Benziger has championed biodynamics for more than a decade, using the method exclusively on the 260 acres his winery farms. He also works with 40 growers who farm an additional 1,100 acres, all of which now use one of the green methods.
Earth-friendly wines are also attractive to some restaurants that feature organic ingredients. At the new Redwood Restaurant and Bar in Bethesda Row, sommelier Brian Cook features "sustainable" wines, a rubric he uses to cover all three green viticulture methods.
"It’s something I believe in, and it’s an easy bridge to the food menu," Cook says. "We’re sourcing sustainable and organic ingredients as much as possible. So if a producer practices sustainable viticulture, I’ll be more inclined to pick up his wines."
Okay, so taking care of the earth is a good thing, we can agree on that. Is there a reason to seek out sustainable, organic or biodynamic wines other than we don’t like dumping chemicals into the ground?
In other words, can we TASTE it? Or is all this "green" talk a cynical appeal to our new eco-sensibilities?
"I can’t tell you in good conscience that biodynamic wines are better than other wines, but I can tell you they are different," Benziger says. That’s because they reflect a vineyard’s individual characteristics – its terroir – more clearly without the interference of artificial chemicals, he explains. In part that’s due to the use of natural yeasts that grow in the vineyard; commercial yeasts often are designed to emphasize characteristics of the grape variety or a specific style, no matter where the grapes are grown.
"With biodynamics, the grapes are able to express the characteristics of place," Benziger says. "With chemicals, all you get are the varietal flavors of the grape." In other words, a least common denominator.
There is no scientific evidence that biodynamic farming is superior to organic or even sustainable viticulture.
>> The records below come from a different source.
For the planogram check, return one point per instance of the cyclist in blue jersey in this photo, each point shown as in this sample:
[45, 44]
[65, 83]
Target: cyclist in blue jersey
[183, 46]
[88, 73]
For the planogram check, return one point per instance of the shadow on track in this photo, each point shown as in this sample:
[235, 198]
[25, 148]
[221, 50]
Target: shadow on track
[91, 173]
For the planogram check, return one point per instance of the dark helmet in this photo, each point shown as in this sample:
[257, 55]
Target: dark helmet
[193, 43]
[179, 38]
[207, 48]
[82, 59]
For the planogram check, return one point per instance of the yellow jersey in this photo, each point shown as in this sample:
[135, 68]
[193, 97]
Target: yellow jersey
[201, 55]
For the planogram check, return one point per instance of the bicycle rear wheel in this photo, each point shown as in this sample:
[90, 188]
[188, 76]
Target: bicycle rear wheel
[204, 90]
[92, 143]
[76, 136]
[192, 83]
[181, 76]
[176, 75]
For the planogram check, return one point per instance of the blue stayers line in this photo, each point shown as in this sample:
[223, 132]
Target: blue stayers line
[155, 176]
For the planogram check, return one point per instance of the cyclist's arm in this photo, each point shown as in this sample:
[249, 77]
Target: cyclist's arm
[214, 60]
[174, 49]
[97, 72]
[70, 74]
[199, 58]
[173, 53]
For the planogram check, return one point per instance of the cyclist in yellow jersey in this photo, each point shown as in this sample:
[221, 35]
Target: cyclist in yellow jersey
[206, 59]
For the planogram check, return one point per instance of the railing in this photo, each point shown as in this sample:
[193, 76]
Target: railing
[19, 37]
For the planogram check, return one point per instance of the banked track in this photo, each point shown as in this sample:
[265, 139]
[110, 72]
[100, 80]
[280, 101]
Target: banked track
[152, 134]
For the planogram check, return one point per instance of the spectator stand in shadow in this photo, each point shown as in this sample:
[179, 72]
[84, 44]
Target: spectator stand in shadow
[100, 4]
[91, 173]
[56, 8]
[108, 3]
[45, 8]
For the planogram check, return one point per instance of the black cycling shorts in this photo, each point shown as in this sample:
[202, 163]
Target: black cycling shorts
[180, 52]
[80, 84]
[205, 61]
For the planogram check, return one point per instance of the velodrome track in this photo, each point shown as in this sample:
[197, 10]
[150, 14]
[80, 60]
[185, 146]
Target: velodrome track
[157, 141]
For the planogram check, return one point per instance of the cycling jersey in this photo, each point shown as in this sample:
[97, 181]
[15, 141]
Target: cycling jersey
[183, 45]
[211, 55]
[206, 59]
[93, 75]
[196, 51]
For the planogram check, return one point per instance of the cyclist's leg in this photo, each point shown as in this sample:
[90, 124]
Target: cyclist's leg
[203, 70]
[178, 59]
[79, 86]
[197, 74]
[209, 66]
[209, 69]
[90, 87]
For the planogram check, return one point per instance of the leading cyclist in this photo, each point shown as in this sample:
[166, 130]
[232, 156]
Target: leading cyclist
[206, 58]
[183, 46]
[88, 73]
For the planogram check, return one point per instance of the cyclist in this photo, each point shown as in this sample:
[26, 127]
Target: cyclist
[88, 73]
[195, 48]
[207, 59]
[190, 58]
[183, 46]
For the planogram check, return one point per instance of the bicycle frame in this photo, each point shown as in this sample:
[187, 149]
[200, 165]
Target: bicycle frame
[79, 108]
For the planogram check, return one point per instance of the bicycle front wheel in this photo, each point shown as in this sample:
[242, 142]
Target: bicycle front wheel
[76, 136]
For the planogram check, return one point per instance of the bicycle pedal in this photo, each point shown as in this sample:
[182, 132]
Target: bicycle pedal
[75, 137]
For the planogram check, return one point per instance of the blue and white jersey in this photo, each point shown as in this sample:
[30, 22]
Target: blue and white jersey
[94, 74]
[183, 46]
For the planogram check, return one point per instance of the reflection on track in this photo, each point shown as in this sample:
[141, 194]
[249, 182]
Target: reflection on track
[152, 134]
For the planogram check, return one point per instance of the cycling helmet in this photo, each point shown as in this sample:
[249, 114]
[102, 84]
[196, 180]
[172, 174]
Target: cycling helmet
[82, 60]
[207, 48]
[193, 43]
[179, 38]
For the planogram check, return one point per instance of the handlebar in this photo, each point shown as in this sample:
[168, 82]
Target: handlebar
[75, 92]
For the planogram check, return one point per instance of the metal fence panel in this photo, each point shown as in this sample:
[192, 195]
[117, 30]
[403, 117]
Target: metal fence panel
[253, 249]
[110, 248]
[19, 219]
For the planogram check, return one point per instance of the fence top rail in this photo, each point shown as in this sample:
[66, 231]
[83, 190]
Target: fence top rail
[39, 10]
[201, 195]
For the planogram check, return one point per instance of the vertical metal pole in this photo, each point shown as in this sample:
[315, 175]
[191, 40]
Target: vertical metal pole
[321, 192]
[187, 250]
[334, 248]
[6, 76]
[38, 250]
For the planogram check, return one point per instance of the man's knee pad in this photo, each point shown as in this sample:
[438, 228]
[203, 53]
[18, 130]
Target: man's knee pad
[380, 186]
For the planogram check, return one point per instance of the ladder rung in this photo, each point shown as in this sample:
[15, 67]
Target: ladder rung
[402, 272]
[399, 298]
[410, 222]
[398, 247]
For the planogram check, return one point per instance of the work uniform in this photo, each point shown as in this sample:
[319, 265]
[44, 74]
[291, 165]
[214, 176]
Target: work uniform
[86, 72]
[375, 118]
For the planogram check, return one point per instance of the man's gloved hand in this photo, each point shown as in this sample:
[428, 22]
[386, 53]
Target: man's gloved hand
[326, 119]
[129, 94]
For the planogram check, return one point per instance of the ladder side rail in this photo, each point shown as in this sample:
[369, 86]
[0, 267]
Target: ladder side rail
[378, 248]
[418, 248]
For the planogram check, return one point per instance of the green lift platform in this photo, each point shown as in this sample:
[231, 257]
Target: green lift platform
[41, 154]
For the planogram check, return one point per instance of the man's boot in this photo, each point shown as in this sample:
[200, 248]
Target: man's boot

And there is certainly no guarantee against bad winemaking, even with the b-word on the label. Yet if "wine is made in the vineyard," then it makes sense to take care of the vineyard, and to seek out wines grown by sustainable, organic or biodynamic methods. Made well, these wines often taste fresher, more vibrant and alive than most. As wine lovers, we want wines to convey a "sense of place," whether it be lush fruit balanced with ample acidity because of cool nights and ocean breezes, or the stony austerity of wines grown in poor soil on steep mountain slopes. We should applaud vintners who coax these expressions from their vineyards through their farming practices.
The nuances of these wines may not be readily apparent at first sip. Are these flavors a matter of faith, discernible only to true believers? I think not. If responsible farming can make a better tomato, it can make a better wine. Winemakers are learning to listen to how grapes express themselves in the vineyard, rather than controlling that expression through chemicals. We need to listen to how these new wines express themselves in the glass.
Benziger 2004 Tribute, Sonoma Mountain, $75 (certified biodynamic).
(A slightly condensed version of this article appeared in the November 2008 issue of Washingtonian magazine.)
Quivira 2006 Grenache, Dry Creek Valley, Wine Creek Ranch, $26 (certified biodynamic).
Domaine Carabinièrs, Côtes-du-Rhône 2005, $10 (made with organically grown grapes).
Lolonis Lady Bug Red, Cuvee VII, Redwood Valley, $13 (organically grown grapes).